Culture Wars/Current Controversies

How Much Do Intellectuals Matter?

Review of America’s Cultural Revolution, by Chris Rufo

Jul 17, 2023

Some facts are so shocking that you don’t want to believe them. And if you do believe them, there’s a tendency to forget, downgrade their importance, and often have to be reminded of them again. Here’s one fact that falls into this category: The American education system, or at least the field of education itself, was taken over by literal communists. Those entrusted to teach children and young adults have as their greatest intellectual inspirations lunatics who would clearly have massacred their fellow Americans if they had the chance.

We know this because during the Cold War, some of the leading lights of modern academia were openly in favor of distant regimes that were engaging in mass killings in the name of equality.
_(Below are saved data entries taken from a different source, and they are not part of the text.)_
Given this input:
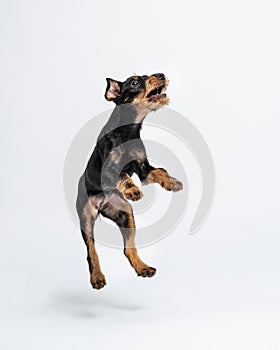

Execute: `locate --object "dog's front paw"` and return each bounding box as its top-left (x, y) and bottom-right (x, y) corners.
top-left (123, 185), bottom-right (143, 202)
top-left (137, 266), bottom-right (157, 278)
top-left (170, 177), bottom-right (183, 192)
top-left (90, 273), bottom-right (106, 290)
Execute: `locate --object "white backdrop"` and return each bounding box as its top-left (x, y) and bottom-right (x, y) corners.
top-left (1, 1), bottom-right (280, 349)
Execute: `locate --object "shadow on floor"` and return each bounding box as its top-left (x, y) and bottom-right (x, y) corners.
top-left (49, 290), bottom-right (145, 319)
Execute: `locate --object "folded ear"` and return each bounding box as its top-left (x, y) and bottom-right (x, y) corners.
top-left (105, 78), bottom-right (122, 102)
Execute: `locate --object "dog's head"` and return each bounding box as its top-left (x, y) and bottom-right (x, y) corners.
top-left (105, 73), bottom-right (169, 111)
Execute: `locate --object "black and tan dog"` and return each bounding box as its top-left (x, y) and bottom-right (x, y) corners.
top-left (76, 73), bottom-right (183, 289)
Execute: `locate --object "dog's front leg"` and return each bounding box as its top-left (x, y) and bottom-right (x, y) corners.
top-left (117, 173), bottom-right (143, 201)
top-left (139, 161), bottom-right (183, 192)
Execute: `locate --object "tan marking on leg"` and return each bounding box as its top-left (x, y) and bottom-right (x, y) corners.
top-left (142, 169), bottom-right (183, 192)
top-left (82, 200), bottom-right (106, 289)
top-left (143, 168), bottom-right (171, 190)
top-left (105, 191), bottom-right (133, 213)
top-left (122, 216), bottom-right (156, 278)
top-left (125, 245), bottom-right (157, 278)
top-left (100, 193), bottom-right (156, 278)
top-left (117, 174), bottom-right (143, 201)
top-left (83, 200), bottom-right (98, 235)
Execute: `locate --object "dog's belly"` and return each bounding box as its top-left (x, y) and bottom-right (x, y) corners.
top-left (80, 140), bottom-right (146, 198)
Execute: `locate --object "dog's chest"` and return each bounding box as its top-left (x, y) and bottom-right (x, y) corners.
top-left (110, 144), bottom-right (145, 165)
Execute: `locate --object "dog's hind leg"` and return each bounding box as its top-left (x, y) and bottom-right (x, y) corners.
top-left (78, 198), bottom-right (106, 290)
top-left (100, 192), bottom-right (156, 278)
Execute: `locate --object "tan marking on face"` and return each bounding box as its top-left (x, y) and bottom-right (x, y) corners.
top-left (132, 76), bottom-right (170, 120)
top-left (133, 100), bottom-right (169, 122)
top-left (132, 90), bottom-right (146, 103)
top-left (134, 76), bottom-right (169, 101)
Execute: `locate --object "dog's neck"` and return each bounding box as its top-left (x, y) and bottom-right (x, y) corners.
top-left (98, 104), bottom-right (150, 143)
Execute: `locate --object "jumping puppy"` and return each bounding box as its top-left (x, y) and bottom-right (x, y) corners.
top-left (76, 73), bottom-right (183, 289)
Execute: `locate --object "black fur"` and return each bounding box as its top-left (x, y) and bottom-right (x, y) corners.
top-left (76, 73), bottom-right (182, 289)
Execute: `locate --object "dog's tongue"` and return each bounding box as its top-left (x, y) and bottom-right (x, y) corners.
top-left (151, 93), bottom-right (166, 100)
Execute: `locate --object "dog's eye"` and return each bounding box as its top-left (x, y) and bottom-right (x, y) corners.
top-left (131, 80), bottom-right (140, 87)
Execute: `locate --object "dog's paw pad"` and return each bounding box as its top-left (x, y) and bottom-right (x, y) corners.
top-left (124, 186), bottom-right (143, 201)
top-left (90, 274), bottom-right (106, 290)
top-left (137, 266), bottom-right (157, 278)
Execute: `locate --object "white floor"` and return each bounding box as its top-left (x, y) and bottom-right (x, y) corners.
top-left (1, 212), bottom-right (279, 349)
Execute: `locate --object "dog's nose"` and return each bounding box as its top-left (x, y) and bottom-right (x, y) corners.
top-left (153, 73), bottom-right (165, 80)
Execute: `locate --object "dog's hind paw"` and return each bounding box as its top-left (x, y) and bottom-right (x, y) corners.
top-left (137, 266), bottom-right (157, 278)
top-left (90, 273), bottom-right (106, 290)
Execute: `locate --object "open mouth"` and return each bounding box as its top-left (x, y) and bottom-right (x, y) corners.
top-left (146, 85), bottom-right (167, 100)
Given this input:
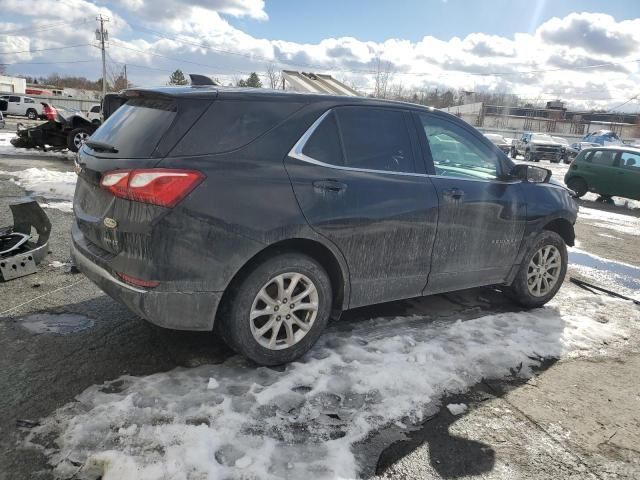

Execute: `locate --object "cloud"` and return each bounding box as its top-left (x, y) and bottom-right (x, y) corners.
top-left (1, 5), bottom-right (638, 111)
top-left (111, 0), bottom-right (267, 21)
top-left (538, 12), bottom-right (639, 57)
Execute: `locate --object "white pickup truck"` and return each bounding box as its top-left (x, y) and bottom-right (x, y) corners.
top-left (0, 95), bottom-right (44, 120)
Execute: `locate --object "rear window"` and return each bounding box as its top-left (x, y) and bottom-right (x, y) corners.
top-left (170, 100), bottom-right (303, 156)
top-left (88, 98), bottom-right (176, 157)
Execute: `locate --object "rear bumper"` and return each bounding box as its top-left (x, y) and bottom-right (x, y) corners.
top-left (71, 228), bottom-right (222, 331)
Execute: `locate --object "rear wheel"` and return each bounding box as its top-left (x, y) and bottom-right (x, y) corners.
top-left (26, 109), bottom-right (37, 120)
top-left (67, 127), bottom-right (91, 152)
top-left (596, 195), bottom-right (614, 205)
top-left (566, 176), bottom-right (588, 197)
top-left (524, 150), bottom-right (532, 162)
top-left (216, 253), bottom-right (332, 365)
top-left (504, 231), bottom-right (567, 308)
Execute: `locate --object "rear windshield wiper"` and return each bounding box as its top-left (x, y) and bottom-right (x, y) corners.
top-left (85, 140), bottom-right (118, 153)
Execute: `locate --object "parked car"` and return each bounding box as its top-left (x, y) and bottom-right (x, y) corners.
top-left (564, 146), bottom-right (640, 201)
top-left (582, 130), bottom-right (625, 147)
top-left (11, 107), bottom-right (97, 152)
top-left (0, 95), bottom-right (44, 120)
top-left (511, 132), bottom-right (564, 162)
top-left (0, 110), bottom-right (4, 129)
top-left (550, 136), bottom-right (572, 163)
top-left (87, 104), bottom-right (102, 125)
top-left (72, 86), bottom-right (577, 365)
top-left (483, 133), bottom-right (511, 154)
top-left (568, 142), bottom-right (599, 161)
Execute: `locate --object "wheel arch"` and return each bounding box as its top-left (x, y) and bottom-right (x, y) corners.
top-left (215, 237), bottom-right (350, 328)
top-left (543, 217), bottom-right (575, 247)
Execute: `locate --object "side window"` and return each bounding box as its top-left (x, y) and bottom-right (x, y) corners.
top-left (24, 98), bottom-right (34, 103)
top-left (302, 112), bottom-right (344, 166)
top-left (9, 96), bottom-right (20, 103)
top-left (90, 106), bottom-right (100, 113)
top-left (620, 152), bottom-right (640, 170)
top-left (335, 106), bottom-right (415, 173)
top-left (419, 114), bottom-right (499, 180)
top-left (589, 150), bottom-right (617, 166)
top-left (171, 100), bottom-right (303, 156)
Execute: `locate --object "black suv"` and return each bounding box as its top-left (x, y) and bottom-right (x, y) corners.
top-left (72, 87), bottom-right (577, 365)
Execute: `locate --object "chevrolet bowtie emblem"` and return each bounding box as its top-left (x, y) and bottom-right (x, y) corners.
top-left (103, 217), bottom-right (118, 229)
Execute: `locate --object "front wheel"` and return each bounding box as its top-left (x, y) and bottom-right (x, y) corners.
top-left (216, 253), bottom-right (332, 365)
top-left (566, 177), bottom-right (587, 197)
top-left (66, 127), bottom-right (91, 152)
top-left (524, 150), bottom-right (532, 162)
top-left (504, 231), bottom-right (567, 308)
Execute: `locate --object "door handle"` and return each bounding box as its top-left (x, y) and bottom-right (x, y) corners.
top-left (443, 188), bottom-right (465, 200)
top-left (313, 179), bottom-right (348, 193)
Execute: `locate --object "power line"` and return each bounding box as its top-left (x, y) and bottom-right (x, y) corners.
top-left (1, 59), bottom-right (96, 65)
top-left (0, 18), bottom-right (90, 35)
top-left (607, 94), bottom-right (639, 112)
top-left (0, 43), bottom-right (93, 55)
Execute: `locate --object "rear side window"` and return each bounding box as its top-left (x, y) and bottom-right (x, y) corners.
top-left (90, 105), bottom-right (100, 113)
top-left (171, 100), bottom-right (303, 156)
top-left (620, 151), bottom-right (640, 170)
top-left (587, 150), bottom-right (617, 166)
top-left (88, 98), bottom-right (176, 157)
top-left (335, 107), bottom-right (415, 173)
top-left (302, 112), bottom-right (344, 165)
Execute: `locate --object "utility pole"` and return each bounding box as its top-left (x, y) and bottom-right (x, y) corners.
top-left (123, 64), bottom-right (127, 89)
top-left (95, 15), bottom-right (109, 100)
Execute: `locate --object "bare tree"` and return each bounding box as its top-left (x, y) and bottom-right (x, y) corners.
top-left (265, 63), bottom-right (282, 90)
top-left (373, 55), bottom-right (394, 99)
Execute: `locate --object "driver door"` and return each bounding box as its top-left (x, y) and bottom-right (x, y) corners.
top-left (415, 112), bottom-right (527, 294)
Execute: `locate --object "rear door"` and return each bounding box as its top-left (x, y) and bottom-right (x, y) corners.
top-left (415, 112), bottom-right (526, 293)
top-left (580, 149), bottom-right (619, 195)
top-left (285, 106), bottom-right (439, 307)
top-left (617, 151), bottom-right (640, 199)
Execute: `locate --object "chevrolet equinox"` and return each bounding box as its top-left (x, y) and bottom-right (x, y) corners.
top-left (72, 86), bottom-right (577, 365)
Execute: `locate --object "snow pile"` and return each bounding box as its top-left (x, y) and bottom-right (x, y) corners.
top-left (27, 291), bottom-right (635, 480)
top-left (578, 207), bottom-right (640, 236)
top-left (569, 248), bottom-right (640, 300)
top-left (0, 131), bottom-right (75, 157)
top-left (0, 167), bottom-right (77, 212)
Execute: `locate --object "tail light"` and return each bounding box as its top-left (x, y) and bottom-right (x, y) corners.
top-left (100, 169), bottom-right (205, 207)
top-left (116, 272), bottom-right (159, 288)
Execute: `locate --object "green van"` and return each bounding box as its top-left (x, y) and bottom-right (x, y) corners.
top-left (564, 147), bottom-right (640, 200)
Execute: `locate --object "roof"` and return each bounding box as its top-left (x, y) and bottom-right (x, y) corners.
top-left (584, 145), bottom-right (640, 152)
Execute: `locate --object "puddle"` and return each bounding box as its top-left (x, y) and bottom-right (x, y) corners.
top-left (569, 249), bottom-right (640, 295)
top-left (18, 313), bottom-right (94, 335)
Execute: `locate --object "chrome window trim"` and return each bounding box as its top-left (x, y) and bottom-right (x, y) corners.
top-left (287, 108), bottom-right (520, 185)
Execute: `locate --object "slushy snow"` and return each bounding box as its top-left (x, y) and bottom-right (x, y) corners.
top-left (0, 167), bottom-right (76, 212)
top-left (25, 289), bottom-right (636, 480)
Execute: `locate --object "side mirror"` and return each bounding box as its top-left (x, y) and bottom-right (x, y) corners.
top-left (510, 164), bottom-right (551, 183)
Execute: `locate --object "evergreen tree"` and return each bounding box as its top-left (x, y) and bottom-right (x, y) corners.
top-left (236, 72), bottom-right (262, 88)
top-left (168, 69), bottom-right (188, 86)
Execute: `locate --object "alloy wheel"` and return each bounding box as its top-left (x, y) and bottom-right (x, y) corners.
top-left (74, 132), bottom-right (89, 149)
top-left (527, 245), bottom-right (562, 297)
top-left (249, 272), bottom-right (319, 350)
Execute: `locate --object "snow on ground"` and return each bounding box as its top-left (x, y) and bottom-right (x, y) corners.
top-left (0, 167), bottom-right (76, 212)
top-left (578, 207), bottom-right (640, 237)
top-left (0, 131), bottom-right (75, 158)
top-left (569, 248), bottom-right (640, 301)
top-left (25, 289), bottom-right (638, 480)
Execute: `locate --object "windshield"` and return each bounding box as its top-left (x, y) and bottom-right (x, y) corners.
top-left (87, 98), bottom-right (177, 157)
top-left (531, 134), bottom-right (554, 142)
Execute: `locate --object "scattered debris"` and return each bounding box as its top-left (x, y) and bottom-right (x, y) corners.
top-left (0, 200), bottom-right (51, 281)
top-left (570, 277), bottom-right (640, 306)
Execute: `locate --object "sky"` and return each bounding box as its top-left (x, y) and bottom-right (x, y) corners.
top-left (1, 0), bottom-right (639, 111)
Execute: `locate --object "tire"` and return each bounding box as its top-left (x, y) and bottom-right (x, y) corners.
top-left (566, 176), bottom-right (587, 197)
top-left (26, 109), bottom-right (37, 120)
top-left (505, 231), bottom-right (567, 309)
top-left (216, 253), bottom-right (332, 365)
top-left (66, 127), bottom-right (91, 152)
top-left (524, 150), bottom-right (532, 162)
top-left (510, 148), bottom-right (517, 159)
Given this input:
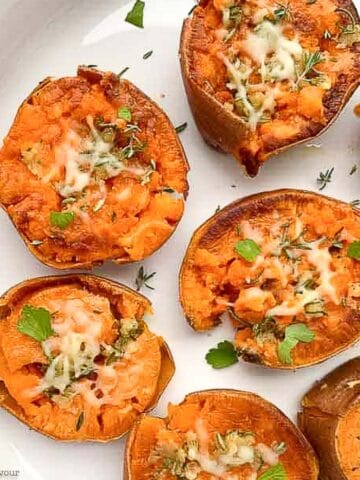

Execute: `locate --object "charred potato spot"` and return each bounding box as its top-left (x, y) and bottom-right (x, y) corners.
top-left (180, 189), bottom-right (360, 369)
top-left (0, 275), bottom-right (175, 442)
top-left (0, 67), bottom-right (189, 269)
top-left (298, 357), bottom-right (360, 480)
top-left (180, 0), bottom-right (360, 176)
top-left (124, 389), bottom-right (318, 480)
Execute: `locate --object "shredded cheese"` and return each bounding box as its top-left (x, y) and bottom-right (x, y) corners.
top-left (305, 243), bottom-right (339, 304)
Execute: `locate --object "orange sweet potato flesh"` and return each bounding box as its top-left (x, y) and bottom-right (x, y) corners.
top-left (180, 189), bottom-right (360, 369)
top-left (180, 0), bottom-right (360, 176)
top-left (298, 357), bottom-right (360, 480)
top-left (0, 275), bottom-right (175, 441)
top-left (0, 67), bottom-right (189, 269)
top-left (124, 389), bottom-right (319, 479)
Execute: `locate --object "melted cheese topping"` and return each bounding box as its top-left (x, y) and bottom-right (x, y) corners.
top-left (267, 287), bottom-right (320, 317)
top-left (305, 243), bottom-right (339, 304)
top-left (56, 117), bottom-right (125, 198)
top-left (244, 22), bottom-right (303, 82)
top-left (221, 20), bottom-right (304, 130)
top-left (26, 291), bottom-right (147, 410)
top-left (235, 219), bottom-right (341, 319)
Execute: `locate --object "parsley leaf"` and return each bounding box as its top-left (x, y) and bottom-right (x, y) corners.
top-left (258, 463), bottom-right (287, 480)
top-left (235, 239), bottom-right (261, 262)
top-left (50, 211), bottom-right (74, 230)
top-left (278, 323), bottom-right (315, 365)
top-left (118, 106), bottom-right (132, 122)
top-left (17, 305), bottom-right (53, 342)
top-left (206, 341), bottom-right (238, 369)
top-left (348, 241), bottom-right (360, 260)
top-left (125, 0), bottom-right (145, 28)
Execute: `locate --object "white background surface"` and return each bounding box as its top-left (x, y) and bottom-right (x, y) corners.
top-left (0, 1), bottom-right (359, 478)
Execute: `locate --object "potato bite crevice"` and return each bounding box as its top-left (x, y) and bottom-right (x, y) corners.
top-left (0, 275), bottom-right (175, 441)
top-left (180, 190), bottom-right (360, 368)
top-left (299, 357), bottom-right (360, 480)
top-left (0, 66), bottom-right (189, 268)
top-left (180, 0), bottom-right (360, 176)
top-left (125, 390), bottom-right (318, 480)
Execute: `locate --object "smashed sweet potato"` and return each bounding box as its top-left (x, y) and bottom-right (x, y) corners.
top-left (0, 66), bottom-right (189, 269)
top-left (0, 275), bottom-right (174, 441)
top-left (124, 389), bottom-right (318, 479)
top-left (180, 189), bottom-right (360, 368)
top-left (180, 0), bottom-right (360, 176)
top-left (298, 357), bottom-right (360, 480)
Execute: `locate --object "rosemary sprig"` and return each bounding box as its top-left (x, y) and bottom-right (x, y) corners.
top-left (274, 3), bottom-right (292, 22)
top-left (317, 167), bottom-right (334, 190)
top-left (135, 266), bottom-right (156, 291)
top-left (296, 51), bottom-right (325, 87)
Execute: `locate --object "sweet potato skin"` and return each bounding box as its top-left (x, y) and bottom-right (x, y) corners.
top-left (0, 274), bottom-right (175, 442)
top-left (124, 389), bottom-right (319, 480)
top-left (180, 189), bottom-right (360, 369)
top-left (0, 67), bottom-right (189, 269)
top-left (298, 357), bottom-right (360, 480)
top-left (180, 1), bottom-right (360, 177)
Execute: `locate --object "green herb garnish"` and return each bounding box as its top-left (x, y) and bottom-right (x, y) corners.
top-left (143, 50), bottom-right (153, 60)
top-left (50, 211), bottom-right (75, 230)
top-left (118, 106), bottom-right (132, 122)
top-left (17, 305), bottom-right (53, 342)
top-left (188, 4), bottom-right (197, 16)
top-left (135, 266), bottom-right (156, 291)
top-left (118, 67), bottom-right (129, 78)
top-left (324, 29), bottom-right (332, 39)
top-left (206, 341), bottom-right (238, 369)
top-left (296, 50), bottom-right (325, 87)
top-left (350, 164), bottom-right (358, 175)
top-left (76, 412), bottom-right (84, 431)
top-left (125, 0), bottom-right (145, 28)
top-left (235, 239), bottom-right (261, 262)
top-left (258, 463), bottom-right (287, 480)
top-left (278, 323), bottom-right (315, 364)
top-left (274, 3), bottom-right (292, 22)
top-left (348, 241), bottom-right (360, 260)
top-left (175, 122), bottom-right (187, 134)
top-left (317, 167), bottom-right (334, 191)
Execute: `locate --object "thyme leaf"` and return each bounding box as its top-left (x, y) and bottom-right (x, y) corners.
top-left (135, 266), bottom-right (156, 291)
top-left (175, 122), bottom-right (187, 134)
top-left (317, 167), bottom-right (334, 190)
top-left (76, 412), bottom-right (84, 431)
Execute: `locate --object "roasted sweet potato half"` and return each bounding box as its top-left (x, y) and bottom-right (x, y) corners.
top-left (124, 389), bottom-right (318, 479)
top-left (0, 274), bottom-right (175, 441)
top-left (0, 66), bottom-right (189, 269)
top-left (180, 189), bottom-right (360, 369)
top-left (180, 0), bottom-right (360, 176)
top-left (298, 357), bottom-right (360, 480)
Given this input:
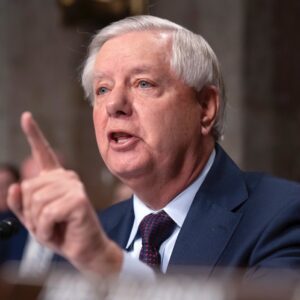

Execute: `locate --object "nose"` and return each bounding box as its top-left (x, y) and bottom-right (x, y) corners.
top-left (106, 86), bottom-right (132, 118)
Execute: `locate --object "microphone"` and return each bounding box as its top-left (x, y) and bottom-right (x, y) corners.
top-left (0, 217), bottom-right (20, 239)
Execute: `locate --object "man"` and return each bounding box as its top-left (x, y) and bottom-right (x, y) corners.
top-left (7, 15), bottom-right (300, 281)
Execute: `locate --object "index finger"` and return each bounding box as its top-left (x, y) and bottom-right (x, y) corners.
top-left (21, 111), bottom-right (61, 172)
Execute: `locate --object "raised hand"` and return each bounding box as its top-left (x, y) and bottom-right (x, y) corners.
top-left (7, 112), bottom-right (122, 275)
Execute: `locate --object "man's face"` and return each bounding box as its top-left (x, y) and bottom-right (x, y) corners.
top-left (92, 31), bottom-right (204, 184)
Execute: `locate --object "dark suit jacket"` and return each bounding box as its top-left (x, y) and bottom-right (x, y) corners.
top-left (100, 144), bottom-right (300, 279)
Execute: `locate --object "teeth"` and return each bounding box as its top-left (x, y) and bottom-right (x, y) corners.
top-left (112, 132), bottom-right (132, 143)
top-left (116, 136), bottom-right (129, 143)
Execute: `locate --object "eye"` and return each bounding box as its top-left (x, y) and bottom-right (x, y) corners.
top-left (138, 80), bottom-right (153, 89)
top-left (96, 86), bottom-right (109, 95)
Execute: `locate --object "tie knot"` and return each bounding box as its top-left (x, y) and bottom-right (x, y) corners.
top-left (139, 210), bottom-right (175, 248)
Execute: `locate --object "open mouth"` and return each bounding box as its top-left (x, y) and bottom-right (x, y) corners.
top-left (110, 132), bottom-right (134, 144)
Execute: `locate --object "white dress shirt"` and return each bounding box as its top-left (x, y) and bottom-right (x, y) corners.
top-left (123, 150), bottom-right (215, 274)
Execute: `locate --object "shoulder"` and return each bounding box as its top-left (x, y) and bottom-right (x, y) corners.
top-left (238, 172), bottom-right (300, 235)
top-left (244, 172), bottom-right (300, 206)
top-left (213, 144), bottom-right (300, 216)
top-left (239, 174), bottom-right (300, 269)
top-left (214, 143), bottom-right (300, 210)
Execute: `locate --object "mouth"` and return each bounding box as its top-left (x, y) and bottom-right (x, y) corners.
top-left (109, 131), bottom-right (135, 144)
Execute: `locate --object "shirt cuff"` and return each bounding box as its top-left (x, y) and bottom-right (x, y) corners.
top-left (119, 251), bottom-right (156, 282)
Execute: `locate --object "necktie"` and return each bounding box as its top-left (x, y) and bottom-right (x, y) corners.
top-left (139, 210), bottom-right (175, 268)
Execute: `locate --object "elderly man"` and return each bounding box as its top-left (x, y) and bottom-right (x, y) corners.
top-left (7, 15), bottom-right (300, 280)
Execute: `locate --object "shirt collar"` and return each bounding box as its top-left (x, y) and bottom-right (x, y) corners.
top-left (126, 149), bottom-right (216, 249)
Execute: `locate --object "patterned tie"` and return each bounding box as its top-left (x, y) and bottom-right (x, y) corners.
top-left (139, 210), bottom-right (176, 268)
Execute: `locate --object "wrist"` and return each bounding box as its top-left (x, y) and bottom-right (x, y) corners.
top-left (71, 239), bottom-right (123, 278)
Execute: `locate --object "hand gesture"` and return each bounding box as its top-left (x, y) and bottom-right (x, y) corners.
top-left (7, 112), bottom-right (122, 275)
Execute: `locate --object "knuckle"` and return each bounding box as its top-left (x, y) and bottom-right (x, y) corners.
top-left (43, 205), bottom-right (55, 220)
top-left (55, 167), bottom-right (65, 174)
top-left (21, 180), bottom-right (30, 192)
top-left (76, 196), bottom-right (87, 208)
top-left (74, 185), bottom-right (88, 203)
top-left (33, 191), bottom-right (43, 203)
top-left (66, 170), bottom-right (79, 179)
top-left (68, 192), bottom-right (83, 207)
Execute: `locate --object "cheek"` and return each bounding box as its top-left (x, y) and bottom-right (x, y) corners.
top-left (140, 110), bottom-right (179, 154)
top-left (93, 107), bottom-right (107, 151)
top-left (162, 103), bottom-right (201, 143)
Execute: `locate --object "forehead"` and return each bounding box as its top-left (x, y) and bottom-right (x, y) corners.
top-left (94, 30), bottom-right (172, 74)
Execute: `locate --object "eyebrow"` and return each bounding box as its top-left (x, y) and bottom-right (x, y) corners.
top-left (93, 65), bottom-right (157, 81)
top-left (93, 72), bottom-right (109, 81)
top-left (130, 65), bottom-right (157, 75)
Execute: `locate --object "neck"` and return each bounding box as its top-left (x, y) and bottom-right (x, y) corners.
top-left (127, 139), bottom-right (215, 210)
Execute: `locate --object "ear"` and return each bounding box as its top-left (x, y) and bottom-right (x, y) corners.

Some of them, like members of the Weather Underground and Angela Davis, personally participated in violent acts themselves. Instead of locking these people up and throwing away the key, we made them into tenured professors, and some of the most highly cited scholars in the world. They now are major intellectual figures in education schools, which train future teachers and administrators and ultimately control what kids learn, along with the DEI bureaucracies that exert so much control from within our most powerful institutions.

America's Cultural Revolution

What does one do with these facts? Chris Rufo’s work over the last several years has been about taking them seriously. Tomorrow, he is publishing his first book, America’s Cultural Revolution: How the Radical Left Conquered Everything, which explains the history behind and intellectual foundations of modern wokeness. It serves as a wakeup call as to how bad things are. Many of the facts presented may be familiar to the reader, but taken together, they tell a story that serves as a searing indictment of the American establishment.

Rufo’s book is built around intellectual biographies of four activist-scholars: Herbert Marcuse, Angela Davis, Paulo Freire, and Derrick Bell. He traces their influence through political organizing and propaganda efforts. Marcuse was the intellectual godfather of the New Left. Davis’ Black Panther movement can be considered the precursor to BLM. Freire’s Pedagogy of the Oppressed “became the bible of teachers colleges throughout the United States and created a cottage industry in academic publishing,” with the author’s research having garnered about half a million citations. Finally, Derrick Bell was the force behind Critical Race Theory, a movement that seems to have been resisted and laughed at by most of the academic legal establishment before it wore its opponents down and gained a foothold in top law schools.

I can’t help but feeling a certain parallelism between Rufo’s work and my own. We both started becoming well known for writing about wokeness in the last few years. We both make extensive use of Twitter and longform writing to communicate to the world, and we both have books coming out two months apart with the same publisher trying to explain the origins of the radical ideas and concepts that have taken over American institutions. He’s exactly one year and two days older than me, so we’ve lived through the same formative political and cultural experiences, watching “white” become an epithet and homosexuals go from being a leper class when we were in high school to individuals having a preference that seems almost quaint in the era of public celebration of trans and the alphabet people.